As the World Economic Forum states, vaccination is “arguably the single most life-saving innovation in the history of medicine”.1
For more than 200 years, vaccines have been an important weapon in the fight against deadly and debilitating infectious diseases. Global vaccination programmes have eradicated smallpox, erased polio in most countries, and protected against illnesses such as tuberculosis, diphtheria, tetanus, whooping cough, measles, rubella, rotavirus, hepatitis B, influenza and human papillomavirus (HPV).2,3
In 1980 the world was declared free of smallpox and there was a 99% reduction in polio cases from 1988 to 2000.4 Common childhood diseases such as measles and mumps have also been prevented with great success.
In 2019, it was estimated that immunisation prevents 4-5 million deaths every year and protects millions more from illness and disability.5
Given the current focus and attention on vaccines, we believe it is important for people to understand how vaccine research and development has advanced over time and contributed to the rapid vaccine response during a pandemic.
Discovery and invention – a short history of vaccination
The present day – what are the different types of vaccines?
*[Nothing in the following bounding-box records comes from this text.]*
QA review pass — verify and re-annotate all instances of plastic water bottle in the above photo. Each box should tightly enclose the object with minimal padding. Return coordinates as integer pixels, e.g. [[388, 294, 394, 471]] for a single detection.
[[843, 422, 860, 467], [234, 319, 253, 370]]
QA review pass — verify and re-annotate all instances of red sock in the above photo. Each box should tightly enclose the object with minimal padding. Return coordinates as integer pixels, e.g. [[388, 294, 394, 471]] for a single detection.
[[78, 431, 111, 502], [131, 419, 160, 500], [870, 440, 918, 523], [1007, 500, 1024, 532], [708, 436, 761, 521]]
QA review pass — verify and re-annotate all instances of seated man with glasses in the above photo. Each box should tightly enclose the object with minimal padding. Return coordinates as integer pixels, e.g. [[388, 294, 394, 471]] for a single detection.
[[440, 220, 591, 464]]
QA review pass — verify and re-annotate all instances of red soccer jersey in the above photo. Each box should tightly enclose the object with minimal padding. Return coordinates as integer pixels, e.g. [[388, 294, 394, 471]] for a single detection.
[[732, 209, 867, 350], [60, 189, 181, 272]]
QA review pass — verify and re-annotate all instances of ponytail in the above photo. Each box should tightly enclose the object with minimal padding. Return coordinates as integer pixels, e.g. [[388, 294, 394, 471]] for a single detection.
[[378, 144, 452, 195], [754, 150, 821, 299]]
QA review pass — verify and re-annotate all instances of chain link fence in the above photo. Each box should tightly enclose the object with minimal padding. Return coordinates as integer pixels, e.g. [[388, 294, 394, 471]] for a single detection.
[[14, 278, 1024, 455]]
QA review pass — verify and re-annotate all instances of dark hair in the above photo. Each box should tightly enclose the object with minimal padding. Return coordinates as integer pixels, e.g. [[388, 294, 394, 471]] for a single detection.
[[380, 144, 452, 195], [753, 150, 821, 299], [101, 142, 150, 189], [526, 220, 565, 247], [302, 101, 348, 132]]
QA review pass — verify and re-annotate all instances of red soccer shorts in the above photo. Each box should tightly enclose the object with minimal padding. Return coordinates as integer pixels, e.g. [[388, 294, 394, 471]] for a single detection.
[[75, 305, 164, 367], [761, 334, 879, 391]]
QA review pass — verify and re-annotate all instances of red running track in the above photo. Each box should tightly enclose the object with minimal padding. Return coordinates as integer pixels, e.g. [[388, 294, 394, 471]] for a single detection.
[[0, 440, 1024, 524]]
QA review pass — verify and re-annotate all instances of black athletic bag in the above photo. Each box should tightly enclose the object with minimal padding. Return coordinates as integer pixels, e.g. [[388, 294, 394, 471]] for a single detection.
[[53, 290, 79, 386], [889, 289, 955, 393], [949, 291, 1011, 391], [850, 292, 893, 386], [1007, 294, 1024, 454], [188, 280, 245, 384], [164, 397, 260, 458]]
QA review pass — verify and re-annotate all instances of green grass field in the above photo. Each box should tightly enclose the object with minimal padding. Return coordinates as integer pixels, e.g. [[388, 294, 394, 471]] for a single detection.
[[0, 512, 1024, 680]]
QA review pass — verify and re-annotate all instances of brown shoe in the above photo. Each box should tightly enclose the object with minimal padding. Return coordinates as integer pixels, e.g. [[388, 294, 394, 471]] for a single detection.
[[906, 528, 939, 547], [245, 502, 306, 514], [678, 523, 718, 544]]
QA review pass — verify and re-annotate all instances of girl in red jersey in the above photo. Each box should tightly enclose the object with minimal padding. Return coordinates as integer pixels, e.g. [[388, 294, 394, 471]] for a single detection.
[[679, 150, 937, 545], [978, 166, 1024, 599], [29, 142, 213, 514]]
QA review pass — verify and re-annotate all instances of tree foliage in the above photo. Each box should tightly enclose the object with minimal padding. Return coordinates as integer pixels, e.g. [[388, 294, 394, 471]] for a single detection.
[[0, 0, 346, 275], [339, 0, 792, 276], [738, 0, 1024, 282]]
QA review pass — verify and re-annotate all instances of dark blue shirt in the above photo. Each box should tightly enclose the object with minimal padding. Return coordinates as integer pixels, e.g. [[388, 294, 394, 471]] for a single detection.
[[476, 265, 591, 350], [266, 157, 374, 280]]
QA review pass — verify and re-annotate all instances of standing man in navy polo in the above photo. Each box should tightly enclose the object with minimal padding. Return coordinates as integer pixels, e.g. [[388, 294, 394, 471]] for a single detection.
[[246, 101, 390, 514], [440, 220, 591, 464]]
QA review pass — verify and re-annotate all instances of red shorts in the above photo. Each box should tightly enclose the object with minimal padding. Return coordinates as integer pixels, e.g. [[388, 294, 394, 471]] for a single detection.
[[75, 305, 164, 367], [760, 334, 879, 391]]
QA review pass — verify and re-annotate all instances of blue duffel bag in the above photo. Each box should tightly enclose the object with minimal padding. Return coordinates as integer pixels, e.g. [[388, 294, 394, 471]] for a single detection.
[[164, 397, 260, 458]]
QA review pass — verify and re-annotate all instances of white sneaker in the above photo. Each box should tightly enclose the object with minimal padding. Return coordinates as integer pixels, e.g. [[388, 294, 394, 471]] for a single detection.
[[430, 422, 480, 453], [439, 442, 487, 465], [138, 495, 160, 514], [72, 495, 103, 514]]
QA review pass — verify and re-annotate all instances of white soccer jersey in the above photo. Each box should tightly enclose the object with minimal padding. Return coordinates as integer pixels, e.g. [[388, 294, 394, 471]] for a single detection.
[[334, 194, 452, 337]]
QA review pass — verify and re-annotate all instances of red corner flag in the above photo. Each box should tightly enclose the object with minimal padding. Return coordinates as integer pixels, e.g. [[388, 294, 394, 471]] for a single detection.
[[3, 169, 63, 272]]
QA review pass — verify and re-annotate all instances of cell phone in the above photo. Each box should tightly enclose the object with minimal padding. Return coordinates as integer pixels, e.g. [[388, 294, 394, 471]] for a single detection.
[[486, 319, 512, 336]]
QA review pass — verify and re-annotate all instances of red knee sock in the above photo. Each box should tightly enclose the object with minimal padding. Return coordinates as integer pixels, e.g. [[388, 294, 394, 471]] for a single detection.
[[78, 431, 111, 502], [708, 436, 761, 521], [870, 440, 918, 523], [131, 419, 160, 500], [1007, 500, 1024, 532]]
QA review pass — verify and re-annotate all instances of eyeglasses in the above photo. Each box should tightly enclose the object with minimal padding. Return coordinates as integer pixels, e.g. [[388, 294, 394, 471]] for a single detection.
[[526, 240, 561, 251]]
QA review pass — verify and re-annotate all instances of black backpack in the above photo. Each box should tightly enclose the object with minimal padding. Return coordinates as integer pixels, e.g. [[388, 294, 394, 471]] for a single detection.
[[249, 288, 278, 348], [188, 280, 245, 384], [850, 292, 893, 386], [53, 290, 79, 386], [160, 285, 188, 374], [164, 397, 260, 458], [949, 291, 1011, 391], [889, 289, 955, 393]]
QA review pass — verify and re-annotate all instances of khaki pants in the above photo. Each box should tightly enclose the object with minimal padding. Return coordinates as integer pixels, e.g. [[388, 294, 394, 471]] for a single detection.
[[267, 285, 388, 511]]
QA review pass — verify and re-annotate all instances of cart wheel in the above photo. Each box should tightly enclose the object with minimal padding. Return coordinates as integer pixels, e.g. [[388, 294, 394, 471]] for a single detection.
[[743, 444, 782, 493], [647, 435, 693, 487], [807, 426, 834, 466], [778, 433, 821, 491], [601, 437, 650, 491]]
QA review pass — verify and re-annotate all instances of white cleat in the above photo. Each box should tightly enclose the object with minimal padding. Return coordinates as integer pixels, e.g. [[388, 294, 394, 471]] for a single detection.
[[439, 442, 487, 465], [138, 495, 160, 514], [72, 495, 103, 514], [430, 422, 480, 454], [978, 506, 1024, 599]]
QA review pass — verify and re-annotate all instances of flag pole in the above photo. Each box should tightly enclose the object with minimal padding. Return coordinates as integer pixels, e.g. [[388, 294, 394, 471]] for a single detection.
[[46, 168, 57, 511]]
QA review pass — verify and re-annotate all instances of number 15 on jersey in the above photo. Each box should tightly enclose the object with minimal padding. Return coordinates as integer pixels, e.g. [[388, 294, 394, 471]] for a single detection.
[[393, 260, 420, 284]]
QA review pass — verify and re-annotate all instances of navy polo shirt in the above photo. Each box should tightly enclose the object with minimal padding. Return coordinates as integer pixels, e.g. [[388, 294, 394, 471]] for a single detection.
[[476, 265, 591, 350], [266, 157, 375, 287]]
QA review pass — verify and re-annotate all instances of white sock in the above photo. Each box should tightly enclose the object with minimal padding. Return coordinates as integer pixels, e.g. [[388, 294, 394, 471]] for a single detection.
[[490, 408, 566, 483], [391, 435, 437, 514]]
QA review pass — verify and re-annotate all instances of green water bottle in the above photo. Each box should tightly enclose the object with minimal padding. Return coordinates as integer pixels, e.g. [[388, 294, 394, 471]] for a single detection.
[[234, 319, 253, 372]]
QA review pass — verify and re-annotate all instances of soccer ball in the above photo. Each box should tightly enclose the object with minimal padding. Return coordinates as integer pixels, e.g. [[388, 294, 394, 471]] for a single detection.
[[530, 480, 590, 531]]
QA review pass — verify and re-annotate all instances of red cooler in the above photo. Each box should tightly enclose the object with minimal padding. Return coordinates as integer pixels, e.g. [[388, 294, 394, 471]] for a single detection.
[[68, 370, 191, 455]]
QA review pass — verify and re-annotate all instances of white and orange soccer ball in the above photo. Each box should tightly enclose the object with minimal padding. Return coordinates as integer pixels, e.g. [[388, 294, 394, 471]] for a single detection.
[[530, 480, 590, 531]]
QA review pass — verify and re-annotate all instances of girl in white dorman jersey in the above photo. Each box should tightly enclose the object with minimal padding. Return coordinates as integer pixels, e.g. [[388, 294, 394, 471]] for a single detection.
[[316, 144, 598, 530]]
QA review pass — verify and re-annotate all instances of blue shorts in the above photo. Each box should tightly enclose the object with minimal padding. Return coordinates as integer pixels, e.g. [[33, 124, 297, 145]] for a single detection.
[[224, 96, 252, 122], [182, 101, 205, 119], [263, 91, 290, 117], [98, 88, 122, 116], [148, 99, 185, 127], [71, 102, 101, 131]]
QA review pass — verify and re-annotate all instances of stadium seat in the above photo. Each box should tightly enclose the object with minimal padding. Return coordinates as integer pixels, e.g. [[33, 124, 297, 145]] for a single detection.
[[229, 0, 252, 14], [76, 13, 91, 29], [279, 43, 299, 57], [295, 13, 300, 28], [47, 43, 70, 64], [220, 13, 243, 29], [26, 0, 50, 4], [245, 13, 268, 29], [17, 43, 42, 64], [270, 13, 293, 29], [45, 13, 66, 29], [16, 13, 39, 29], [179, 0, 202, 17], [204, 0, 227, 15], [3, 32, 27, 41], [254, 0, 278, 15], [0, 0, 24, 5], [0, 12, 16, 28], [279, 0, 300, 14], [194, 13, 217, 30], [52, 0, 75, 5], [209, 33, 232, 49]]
Today we are fortunate to have several different types of vaccines to prevent different illnesses, including:6
- Inactivated virus vaccines (e.g. for hepatitis A, flu, polio, rabies) in which genetic material has been destroyed to prevent infection, yet immunity can still be generated
- Live-attenuated virus vaccines (e.g. for MMR, rotavirus, smallpox, chickenpox, yellow fever) using a weakened form of the virus to generate immunity
- Subunit, recombinant, polysaccharide, and conjugate vaccines (e.g. for Hib, hepatitis B, HPV, whooping cough, pneumococcal disease, meningococcal disease, shingles) which rely on a range of individual targets, or ‘flags’ to stimulate the immune system
- Inactivated toxin vaccines (e.g. for diphtheria, tetanus) using inactivated substances normally produced by infective organisms to generate immunity
- Viral vector vaccines which use harmless viruses as carriers for specific genetic information to generate an immune response against a specific virus
- Messenger RNA (mRNA) vaccines which carry genetic material into cells in a fatty bubble so that they can make protein to stimulate the immune system
Each vaccine technology works in a slightly different way to prepare the immune system to fight an illness or virus and can also vary in terms of manufacturing ease, dosing or suitability for an ‘outbreak situation’. For example, conventional vaccines (such as live-attenuated) may be hampered by ‘producibility’ in an outbreak situation, and the need for whole pathogen cultivation. Average time from development to clinic for these vaccines can also exceed 10 years.7
Some newer vaccine technologies, such as viral vector vaccines and mRNA vaccines, can be developed quickly on a large scale, making them suited to a pandemic setting and the need for rapid response to prevent global spread.
This versatility, and the fact that vaccine platforms such as viral vectors and mRNA had been studied for many years, can make it possible for scientists to respond quickly and effectively during a pandemic.
What is the future of vaccines?
Scientific innovation continues to drive vaccine research, with a focus on technology, effective delivery techniques and new disease targets. Promising vaccine trials are in progress targeting many infectious diseases, as well as non-infectious conditions such as auto-immune disorders, cancer, allergies and addictions.8
The battle is far from over, with ongoing vaccine research looking at long-term immunity, protection against variants, mixing vaccines and other strategies aiming to improve protection, reduce the burden of illness and ultimately save lives.